Webb: A Telescope With A View

The James Webb Space Telescope (WST) is the largest, most powerful, and, at a price of about $10 billions, the most expensive telescope ever. For about a year, since Feb 14, 2022 to be exact, it’s been taking snapshots and reporting back to base.

Its mission is fourfold:

  1. to look as far back into the past as possible, at the galaxies of the “presumed” early universe
  2. to observe and clarify how galaxies evolve
  3. to observe the birth of stars and protoplanetary systems
  4. to observe other planets, particularly exoplanets in an effort to determine how life develops

The first two of these objectives assume the existence of a ‘Big Bang’ about 13.8 billion years ago. The shiny new telescope has thus far produced no evidence of Big Bang whatsoever, and it never will as the said “Big Bang” is a figment of astrophysicists’ imagination. So far the complete lack of evidence of forming galaxies is being reported as “the first galaxies in the universe are more numerous and brighter than previously expected.”

The narrative is that the first galaxies formed earlier than anticipated. Some appear to have formed between 200 million and 400 million years “after the Big Bang.” Incidentally, for context, it takes about 200 million years for our Milky Way to complete a single revolution. At the very least, this new information challenges the use of cosmic redshift as an evolutionary tool, as it appears that it cannot accurately be used to measure galactic evolution over time. Problems with redshift were reported by Halton Arp long ago as his research into Quasars indicated, but his evidence was ignored.

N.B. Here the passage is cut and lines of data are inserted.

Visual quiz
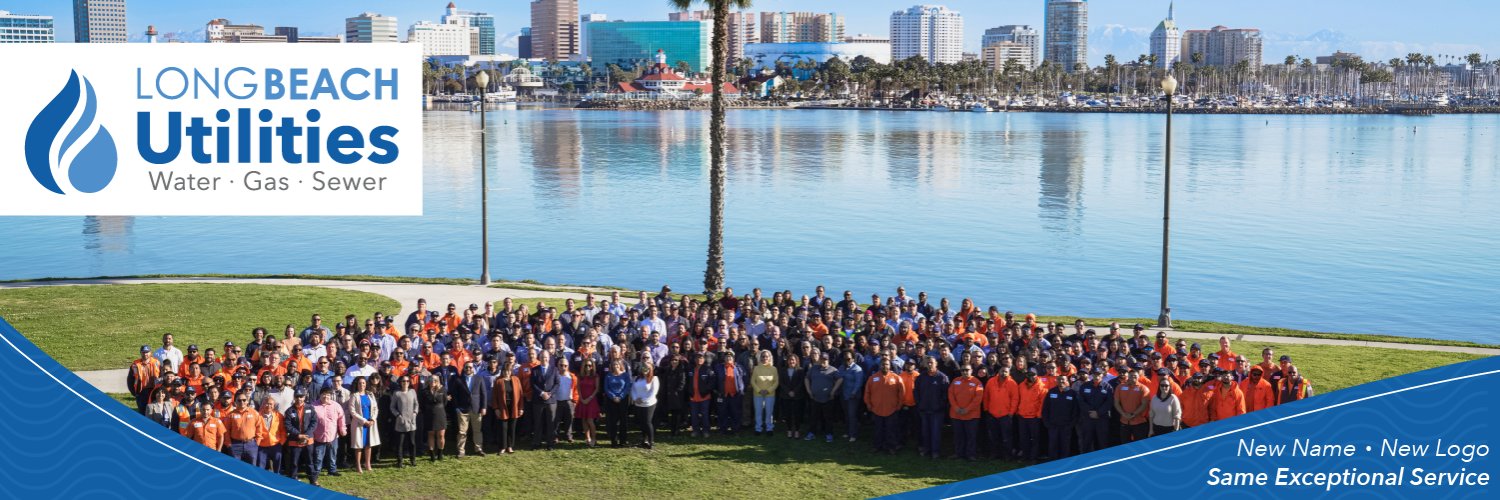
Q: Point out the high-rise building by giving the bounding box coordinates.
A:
[1043,0,1089,72]
[666,11,761,68]
[0,11,57,44]
[891,5,963,63]
[761,12,843,44]
[203,18,270,44]
[980,42,1037,71]
[1151,3,1182,68]
[1181,26,1263,71]
[588,21,714,72]
[980,24,1041,69]
[344,12,401,44]
[578,12,609,60]
[531,0,581,60]
[441,2,495,56]
[74,0,128,44]
[407,21,479,57]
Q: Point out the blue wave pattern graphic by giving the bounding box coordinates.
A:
[26,71,119,194]
[0,318,350,500]
[893,357,1500,498]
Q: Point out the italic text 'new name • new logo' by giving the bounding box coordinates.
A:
[26,71,119,194]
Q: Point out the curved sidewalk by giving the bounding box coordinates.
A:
[0,278,1500,393]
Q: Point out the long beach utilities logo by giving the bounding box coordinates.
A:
[0,44,423,216]
[26,71,120,194]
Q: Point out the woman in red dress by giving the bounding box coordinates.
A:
[576,359,599,447]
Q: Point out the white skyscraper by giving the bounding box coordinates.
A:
[891,5,963,63]
[578,14,609,60]
[1043,0,1089,72]
[980,24,1041,69]
[407,21,479,57]
[1151,3,1182,68]
[344,12,401,44]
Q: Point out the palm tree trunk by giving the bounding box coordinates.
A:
[704,2,729,294]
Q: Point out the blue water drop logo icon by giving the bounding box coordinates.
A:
[26,71,119,194]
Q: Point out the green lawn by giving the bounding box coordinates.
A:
[0,284,401,371]
[0,284,1481,498]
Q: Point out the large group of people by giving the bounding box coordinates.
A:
[126,287,1313,485]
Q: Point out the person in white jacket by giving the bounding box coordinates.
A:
[630,363,662,449]
[1151,377,1182,435]
[345,377,380,473]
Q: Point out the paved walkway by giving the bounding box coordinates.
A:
[0,278,1500,393]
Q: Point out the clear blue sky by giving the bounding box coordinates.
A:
[14,0,1500,65]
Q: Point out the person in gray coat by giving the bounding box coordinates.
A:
[390,377,417,467]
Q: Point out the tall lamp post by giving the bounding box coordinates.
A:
[474,69,489,285]
[1157,72,1178,329]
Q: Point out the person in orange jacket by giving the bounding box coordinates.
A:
[1209,371,1245,422]
[1178,374,1214,428]
[984,358,1022,458]
[864,357,906,455]
[188,401,225,452]
[255,398,287,473]
[1016,366,1047,462]
[948,365,984,462]
[224,392,270,465]
[125,345,162,414]
[1239,365,1277,411]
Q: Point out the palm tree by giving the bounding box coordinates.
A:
[668,0,752,294]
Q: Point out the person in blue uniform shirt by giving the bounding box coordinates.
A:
[1041,375,1079,459]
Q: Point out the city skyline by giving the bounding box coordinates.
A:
[11,0,1500,66]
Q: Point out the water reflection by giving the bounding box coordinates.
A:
[522,116,584,209]
[1037,129,1088,236]
[83,215,135,254]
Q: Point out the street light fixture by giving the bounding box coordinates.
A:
[474,69,489,285]
[1157,72,1178,329]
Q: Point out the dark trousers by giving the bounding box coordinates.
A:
[480,410,504,449]
[282,446,314,479]
[873,413,902,452]
[1020,419,1043,459]
[776,398,807,434]
[719,393,746,434]
[845,398,863,437]
[308,441,339,482]
[396,431,417,465]
[953,419,980,459]
[1079,417,1110,453]
[1047,423,1074,459]
[1121,422,1151,444]
[636,404,656,446]
[255,444,281,473]
[530,401,558,447]
[230,440,260,464]
[689,399,711,434]
[554,401,578,441]
[495,419,521,449]
[920,411,945,456]
[600,398,630,444]
[809,399,839,435]
[984,413,1016,458]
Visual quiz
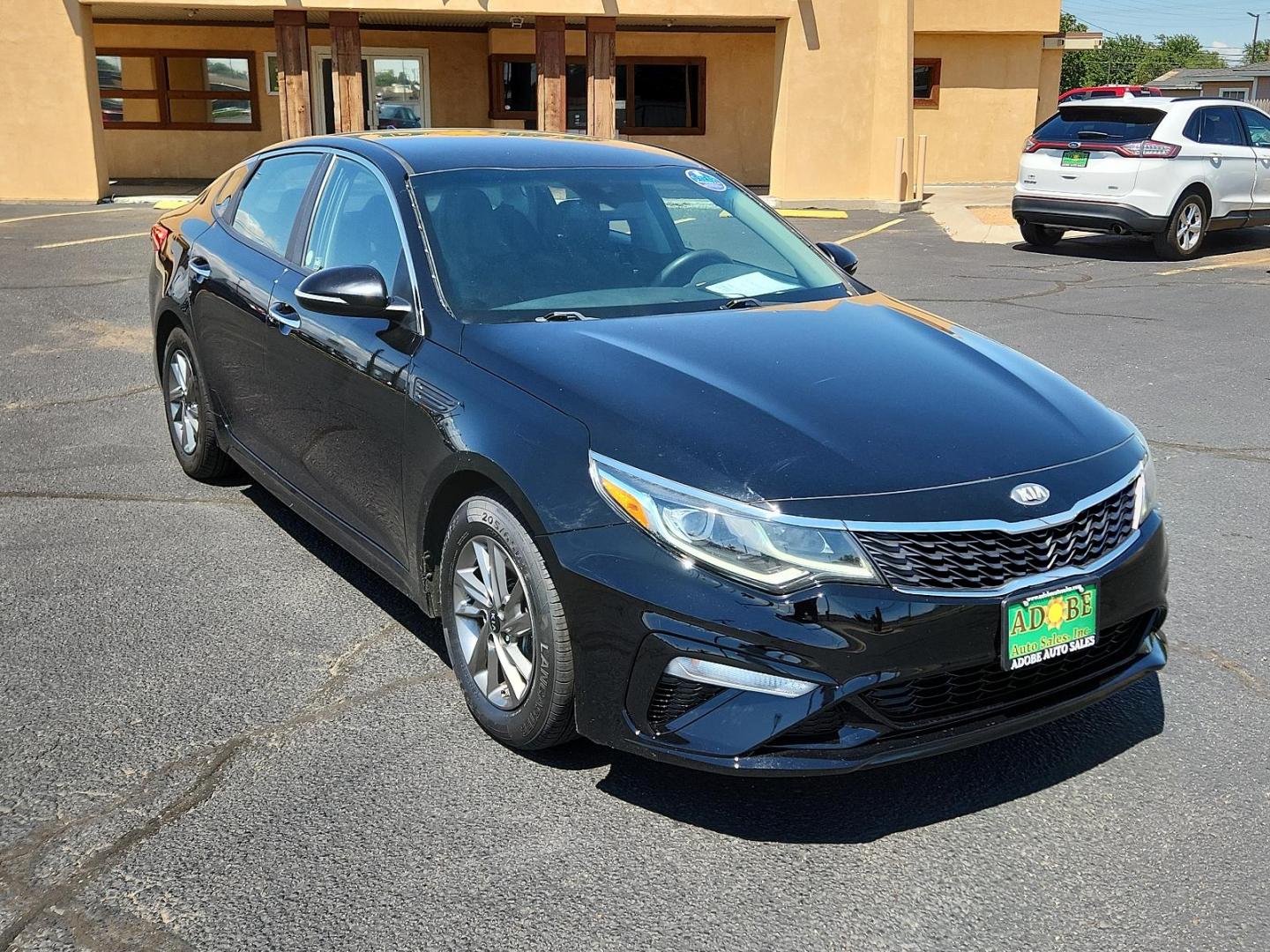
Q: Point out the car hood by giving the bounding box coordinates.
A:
[462,294,1132,500]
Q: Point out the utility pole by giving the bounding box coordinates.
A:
[1249,11,1270,66]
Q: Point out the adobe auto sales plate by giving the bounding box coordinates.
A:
[1001,582,1099,672]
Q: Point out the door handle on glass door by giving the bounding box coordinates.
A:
[269,309,300,330]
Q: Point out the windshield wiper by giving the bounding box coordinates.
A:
[534,311,593,324]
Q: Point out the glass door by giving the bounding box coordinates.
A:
[314,48,430,133]
[367,56,423,130]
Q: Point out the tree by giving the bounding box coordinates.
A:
[1241,40,1270,66]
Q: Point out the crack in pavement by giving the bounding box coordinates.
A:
[0,383,159,413]
[0,621,453,948]
[0,488,258,509]
[1147,436,1270,464]
[1169,638,1270,698]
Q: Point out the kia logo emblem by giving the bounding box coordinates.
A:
[1010,482,1049,505]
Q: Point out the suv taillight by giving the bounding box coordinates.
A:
[150,225,171,254]
[1115,138,1183,159]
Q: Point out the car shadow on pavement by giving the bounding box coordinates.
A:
[1011,228,1270,261]
[243,482,450,666]
[558,674,1164,843]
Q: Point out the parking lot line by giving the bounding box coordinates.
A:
[1155,254,1270,277]
[0,207,128,225]
[838,219,904,245]
[35,231,150,250]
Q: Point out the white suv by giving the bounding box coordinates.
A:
[1013,98,1270,260]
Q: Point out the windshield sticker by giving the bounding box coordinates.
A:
[684,169,728,191]
[706,271,797,297]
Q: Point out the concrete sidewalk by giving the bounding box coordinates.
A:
[923,182,1021,245]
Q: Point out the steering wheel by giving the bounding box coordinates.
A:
[654,248,731,288]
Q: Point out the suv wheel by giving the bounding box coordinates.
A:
[162,328,233,480]
[1154,194,1207,262]
[1019,222,1065,248]
[441,496,575,750]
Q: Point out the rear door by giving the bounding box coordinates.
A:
[190,152,323,465]
[268,156,421,566]
[1239,109,1270,212]
[1181,106,1258,219]
[1019,104,1164,202]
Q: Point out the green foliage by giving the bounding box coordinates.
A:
[1241,40,1270,66]
[1059,12,1229,92]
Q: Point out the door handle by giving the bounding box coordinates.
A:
[269,309,300,330]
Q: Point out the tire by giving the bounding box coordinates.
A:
[441,496,577,750]
[161,328,234,481]
[1019,222,1065,248]
[1152,191,1207,262]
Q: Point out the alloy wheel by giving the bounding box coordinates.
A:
[453,536,534,710]
[168,350,198,456]
[1177,201,1204,251]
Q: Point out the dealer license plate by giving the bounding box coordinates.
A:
[1001,582,1099,672]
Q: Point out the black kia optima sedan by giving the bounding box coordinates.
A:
[150,130,1167,773]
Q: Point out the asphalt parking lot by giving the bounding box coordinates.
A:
[0,197,1270,949]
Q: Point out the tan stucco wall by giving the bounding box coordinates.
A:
[482,29,776,185]
[913,33,1058,182]
[913,0,1063,33]
[96,23,489,179]
[0,0,106,202]
[771,0,913,203]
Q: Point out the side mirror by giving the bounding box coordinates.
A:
[296,264,392,317]
[817,242,860,274]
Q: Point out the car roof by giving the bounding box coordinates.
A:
[275,128,699,173]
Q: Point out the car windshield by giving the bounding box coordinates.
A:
[1033,106,1164,142]
[412,165,854,323]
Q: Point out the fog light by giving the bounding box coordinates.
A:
[666,658,815,697]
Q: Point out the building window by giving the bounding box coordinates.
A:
[96,49,260,130]
[913,60,942,109]
[489,55,706,136]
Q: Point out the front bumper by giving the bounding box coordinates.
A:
[1011,196,1169,234]
[551,513,1169,773]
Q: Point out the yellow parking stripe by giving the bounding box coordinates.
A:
[35,231,150,250]
[0,205,128,225]
[1155,255,1270,277]
[838,219,904,245]
[776,208,847,219]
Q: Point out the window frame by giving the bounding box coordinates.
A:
[489,53,707,136]
[93,47,260,132]
[913,56,944,109]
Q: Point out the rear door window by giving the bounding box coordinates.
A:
[234,152,323,257]
[1034,106,1164,144]
[1183,106,1247,146]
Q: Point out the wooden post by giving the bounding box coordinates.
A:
[913,136,929,202]
[534,17,566,132]
[273,11,314,138]
[586,17,617,138]
[894,136,908,202]
[330,11,366,132]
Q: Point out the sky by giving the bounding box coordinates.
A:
[1063,0,1270,60]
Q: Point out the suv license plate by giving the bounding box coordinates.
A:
[1001,582,1099,672]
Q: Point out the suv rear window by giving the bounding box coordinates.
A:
[1033,106,1164,142]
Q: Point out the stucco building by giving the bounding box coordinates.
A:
[0,0,1062,207]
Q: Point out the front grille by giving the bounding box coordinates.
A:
[863,615,1149,727]
[647,674,724,733]
[855,482,1135,591]
[768,614,1154,749]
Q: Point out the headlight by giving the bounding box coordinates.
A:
[591,453,878,591]
[1132,441,1160,528]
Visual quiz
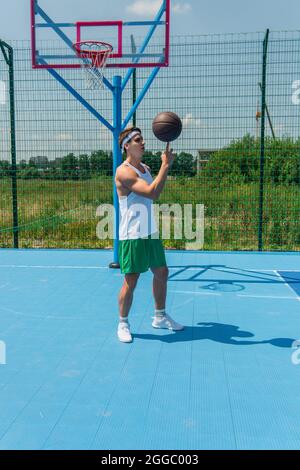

Of course, there are already attempts to explain the embarrassing lack of forming galaxies, including one which introduces the idea of a “dark matter” halo. (A halo of invisible matter that is impossible to detect.)

What the Webb telescope is revealing is that “The Standard Model,” the so-called LambdaCDM model, is just wrong. The world of astrophysics will gradually adjust to this, but right now they’ve circled the wagons.